Among the popular sites to set up your own blog include Blogger.com, Vox.com, WordPress.com and LiveJournal.com . (Check each site before settling on one so you’re comfortable with the format and requirements.) Follow the easy-to-use instructions on how to create a blog on the topic of your professional expertise and then decide on your content. You can offer your opinion and expertise on current hot button issues in your field or you could go the opposite route and use the blog to dissect obscure aspects of your field. Link to articles and other blogs of interest, and then ask those bloggers and writers to link back to your stuff too.
Your resume is the document that states what you claim to know, and a blog is an in-depth forum showcasing or proving what you know.
Just like company websites have an “About Us” section, you should create an “About Me” section, including details on your education, work experience and skills and interests.
Be sure to use “public” not “private” forums so your content is searchable and accessible by everyone, not just those you designate. This enables recruiters and hiring managers to find you.

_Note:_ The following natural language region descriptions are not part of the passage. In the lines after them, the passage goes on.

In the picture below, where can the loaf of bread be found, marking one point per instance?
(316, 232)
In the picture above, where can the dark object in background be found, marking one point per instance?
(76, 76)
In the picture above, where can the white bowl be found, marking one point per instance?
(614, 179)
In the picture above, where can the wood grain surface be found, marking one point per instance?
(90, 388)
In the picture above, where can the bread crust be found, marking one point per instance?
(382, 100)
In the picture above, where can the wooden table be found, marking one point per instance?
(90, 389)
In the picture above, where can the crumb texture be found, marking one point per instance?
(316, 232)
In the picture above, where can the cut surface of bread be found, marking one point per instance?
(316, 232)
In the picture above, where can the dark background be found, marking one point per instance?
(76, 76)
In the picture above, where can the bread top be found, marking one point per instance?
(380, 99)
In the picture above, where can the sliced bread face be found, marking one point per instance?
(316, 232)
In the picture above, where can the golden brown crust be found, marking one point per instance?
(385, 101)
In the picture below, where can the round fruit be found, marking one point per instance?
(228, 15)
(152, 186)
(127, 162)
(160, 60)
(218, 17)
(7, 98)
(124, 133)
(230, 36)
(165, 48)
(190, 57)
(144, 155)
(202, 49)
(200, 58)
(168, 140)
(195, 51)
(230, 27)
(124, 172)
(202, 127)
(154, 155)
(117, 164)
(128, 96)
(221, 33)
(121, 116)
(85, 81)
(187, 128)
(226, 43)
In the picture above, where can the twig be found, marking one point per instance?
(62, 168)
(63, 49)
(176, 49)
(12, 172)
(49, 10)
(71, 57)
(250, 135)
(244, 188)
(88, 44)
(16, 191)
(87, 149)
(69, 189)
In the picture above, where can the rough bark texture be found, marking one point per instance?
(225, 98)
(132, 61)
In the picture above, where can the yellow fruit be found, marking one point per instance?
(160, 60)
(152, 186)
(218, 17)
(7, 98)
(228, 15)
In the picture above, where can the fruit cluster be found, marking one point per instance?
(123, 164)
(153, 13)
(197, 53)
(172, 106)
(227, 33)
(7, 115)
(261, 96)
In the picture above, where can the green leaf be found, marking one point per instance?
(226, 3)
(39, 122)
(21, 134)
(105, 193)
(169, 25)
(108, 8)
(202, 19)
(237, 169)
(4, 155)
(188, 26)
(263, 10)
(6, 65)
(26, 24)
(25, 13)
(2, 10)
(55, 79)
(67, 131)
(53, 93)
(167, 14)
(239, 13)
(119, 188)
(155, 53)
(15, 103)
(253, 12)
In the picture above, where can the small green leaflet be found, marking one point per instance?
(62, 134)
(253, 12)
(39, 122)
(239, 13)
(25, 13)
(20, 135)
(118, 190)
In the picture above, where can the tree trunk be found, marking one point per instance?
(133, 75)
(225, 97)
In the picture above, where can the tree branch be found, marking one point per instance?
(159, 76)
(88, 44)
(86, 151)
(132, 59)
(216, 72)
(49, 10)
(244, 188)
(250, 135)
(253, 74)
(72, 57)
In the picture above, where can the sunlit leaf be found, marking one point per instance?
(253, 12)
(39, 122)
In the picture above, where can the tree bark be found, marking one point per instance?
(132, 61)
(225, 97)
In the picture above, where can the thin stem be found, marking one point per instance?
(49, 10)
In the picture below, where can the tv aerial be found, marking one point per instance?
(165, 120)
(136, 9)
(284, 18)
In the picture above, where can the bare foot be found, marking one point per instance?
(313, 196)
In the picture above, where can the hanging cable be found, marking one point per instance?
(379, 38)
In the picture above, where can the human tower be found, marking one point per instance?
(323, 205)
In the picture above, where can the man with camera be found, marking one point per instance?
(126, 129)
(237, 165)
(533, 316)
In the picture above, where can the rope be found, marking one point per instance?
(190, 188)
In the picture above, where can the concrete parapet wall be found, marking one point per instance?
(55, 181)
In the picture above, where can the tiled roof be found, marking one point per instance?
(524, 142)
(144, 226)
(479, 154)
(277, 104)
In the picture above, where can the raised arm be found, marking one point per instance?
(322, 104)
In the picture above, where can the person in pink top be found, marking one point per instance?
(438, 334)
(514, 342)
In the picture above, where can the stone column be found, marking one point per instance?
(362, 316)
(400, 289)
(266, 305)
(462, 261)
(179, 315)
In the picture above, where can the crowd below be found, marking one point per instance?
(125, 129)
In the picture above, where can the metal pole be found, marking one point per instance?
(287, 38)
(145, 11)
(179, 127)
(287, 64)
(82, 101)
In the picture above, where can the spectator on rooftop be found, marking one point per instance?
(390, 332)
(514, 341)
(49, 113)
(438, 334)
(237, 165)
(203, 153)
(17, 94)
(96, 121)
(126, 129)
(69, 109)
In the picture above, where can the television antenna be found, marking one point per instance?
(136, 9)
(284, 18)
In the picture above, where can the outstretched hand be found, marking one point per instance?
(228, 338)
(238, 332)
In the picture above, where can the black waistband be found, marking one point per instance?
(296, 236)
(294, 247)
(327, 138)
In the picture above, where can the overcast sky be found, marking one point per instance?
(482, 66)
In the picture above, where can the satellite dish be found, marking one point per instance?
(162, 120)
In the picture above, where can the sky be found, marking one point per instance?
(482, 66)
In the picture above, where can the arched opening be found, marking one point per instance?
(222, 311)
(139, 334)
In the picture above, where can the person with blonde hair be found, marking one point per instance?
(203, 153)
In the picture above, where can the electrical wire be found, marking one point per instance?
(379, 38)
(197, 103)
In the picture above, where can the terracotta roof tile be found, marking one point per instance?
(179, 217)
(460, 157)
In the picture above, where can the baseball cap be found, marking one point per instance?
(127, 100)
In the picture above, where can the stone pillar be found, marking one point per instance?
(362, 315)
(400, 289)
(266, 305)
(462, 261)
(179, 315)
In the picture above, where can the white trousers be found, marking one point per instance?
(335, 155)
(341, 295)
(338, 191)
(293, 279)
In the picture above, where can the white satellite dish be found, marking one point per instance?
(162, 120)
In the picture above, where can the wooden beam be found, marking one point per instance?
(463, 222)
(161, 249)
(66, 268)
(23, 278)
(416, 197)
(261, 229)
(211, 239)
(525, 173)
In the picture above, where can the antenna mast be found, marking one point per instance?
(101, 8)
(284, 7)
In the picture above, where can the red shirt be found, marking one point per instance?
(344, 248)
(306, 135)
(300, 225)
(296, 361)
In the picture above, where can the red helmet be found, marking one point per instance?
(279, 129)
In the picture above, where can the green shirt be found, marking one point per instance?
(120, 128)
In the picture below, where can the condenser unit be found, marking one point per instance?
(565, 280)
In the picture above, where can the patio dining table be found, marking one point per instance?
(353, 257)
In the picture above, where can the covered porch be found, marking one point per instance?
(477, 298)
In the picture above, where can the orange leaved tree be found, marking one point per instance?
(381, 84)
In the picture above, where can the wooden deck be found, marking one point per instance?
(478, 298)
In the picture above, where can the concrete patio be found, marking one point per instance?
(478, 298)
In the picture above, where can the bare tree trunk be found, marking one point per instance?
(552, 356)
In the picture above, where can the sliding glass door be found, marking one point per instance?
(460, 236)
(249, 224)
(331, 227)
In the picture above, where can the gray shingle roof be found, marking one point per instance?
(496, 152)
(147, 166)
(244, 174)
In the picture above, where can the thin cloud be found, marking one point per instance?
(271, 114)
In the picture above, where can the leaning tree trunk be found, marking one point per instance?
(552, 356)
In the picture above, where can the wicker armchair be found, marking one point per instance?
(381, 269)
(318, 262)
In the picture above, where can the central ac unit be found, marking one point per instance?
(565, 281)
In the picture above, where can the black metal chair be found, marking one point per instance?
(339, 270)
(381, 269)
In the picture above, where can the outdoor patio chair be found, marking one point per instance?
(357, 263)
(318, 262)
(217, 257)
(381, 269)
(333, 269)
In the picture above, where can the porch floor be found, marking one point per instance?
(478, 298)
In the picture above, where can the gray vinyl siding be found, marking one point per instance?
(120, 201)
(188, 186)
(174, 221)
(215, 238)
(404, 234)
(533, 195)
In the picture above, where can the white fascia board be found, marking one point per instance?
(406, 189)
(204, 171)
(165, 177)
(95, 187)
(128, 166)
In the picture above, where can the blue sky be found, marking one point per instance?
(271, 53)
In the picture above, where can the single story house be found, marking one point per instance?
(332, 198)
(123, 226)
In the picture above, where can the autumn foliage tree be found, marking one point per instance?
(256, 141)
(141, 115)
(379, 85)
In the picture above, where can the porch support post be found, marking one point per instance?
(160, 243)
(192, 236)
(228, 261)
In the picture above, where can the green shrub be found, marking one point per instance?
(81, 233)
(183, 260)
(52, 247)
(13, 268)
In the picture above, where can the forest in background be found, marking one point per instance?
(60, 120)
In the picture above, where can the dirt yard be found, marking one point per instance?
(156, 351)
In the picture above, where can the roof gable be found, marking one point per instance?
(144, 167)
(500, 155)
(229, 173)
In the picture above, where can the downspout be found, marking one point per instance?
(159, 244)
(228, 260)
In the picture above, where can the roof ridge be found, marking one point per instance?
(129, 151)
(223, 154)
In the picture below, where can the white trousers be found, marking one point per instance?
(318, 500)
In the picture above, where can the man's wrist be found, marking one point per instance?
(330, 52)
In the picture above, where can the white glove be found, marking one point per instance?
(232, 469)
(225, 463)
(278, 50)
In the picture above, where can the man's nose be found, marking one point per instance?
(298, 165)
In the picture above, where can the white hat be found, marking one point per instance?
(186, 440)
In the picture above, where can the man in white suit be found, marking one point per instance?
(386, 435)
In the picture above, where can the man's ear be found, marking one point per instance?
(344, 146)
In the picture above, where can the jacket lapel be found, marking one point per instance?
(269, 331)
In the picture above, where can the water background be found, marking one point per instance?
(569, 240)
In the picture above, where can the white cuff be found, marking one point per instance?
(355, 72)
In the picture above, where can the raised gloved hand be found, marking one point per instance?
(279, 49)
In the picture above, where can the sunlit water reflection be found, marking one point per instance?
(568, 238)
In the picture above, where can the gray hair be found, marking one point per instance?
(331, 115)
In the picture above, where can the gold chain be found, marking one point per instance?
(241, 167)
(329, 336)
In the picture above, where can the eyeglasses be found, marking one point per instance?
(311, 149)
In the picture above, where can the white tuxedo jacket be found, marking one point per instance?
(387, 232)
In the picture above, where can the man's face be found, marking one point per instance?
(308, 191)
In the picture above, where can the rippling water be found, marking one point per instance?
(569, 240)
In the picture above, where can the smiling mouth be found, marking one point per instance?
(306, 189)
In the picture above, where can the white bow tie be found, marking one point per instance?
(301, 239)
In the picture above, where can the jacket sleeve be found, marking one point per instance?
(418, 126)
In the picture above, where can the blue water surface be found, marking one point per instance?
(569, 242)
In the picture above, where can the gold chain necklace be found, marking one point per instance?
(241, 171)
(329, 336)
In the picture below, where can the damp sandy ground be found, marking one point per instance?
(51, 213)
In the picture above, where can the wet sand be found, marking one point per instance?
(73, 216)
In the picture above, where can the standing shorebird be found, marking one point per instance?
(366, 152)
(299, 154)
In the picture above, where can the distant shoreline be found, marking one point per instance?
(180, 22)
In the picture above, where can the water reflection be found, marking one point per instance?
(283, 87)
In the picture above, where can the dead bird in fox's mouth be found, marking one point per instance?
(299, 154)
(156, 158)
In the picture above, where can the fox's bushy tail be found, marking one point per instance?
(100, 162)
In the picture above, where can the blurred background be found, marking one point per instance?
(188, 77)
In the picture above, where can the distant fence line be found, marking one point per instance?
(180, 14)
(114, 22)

Submit your blog at no charge on Technorati.com , which is a search engine of thousands of blogs searchable by category. Be proactive about promoting your blog by sending links to your musings and work to people in your field who would likely be interested.
Above all, pay particular attention to your writing skills. Even if your thoughts are great but the spelling and grammar leave a lot to be desired, you’re not delivering the right impression.
Post expert opinions
Get your name and your knowledge out there by posting reviews to books on Amazon.com or other similar sites related to your expertise. You can also post comments on industry blogs and message boards that showcase your knowledge. All of this content becomes accessible by other people who are interested in the same topics. And they’re becoming a primary source for recruiters.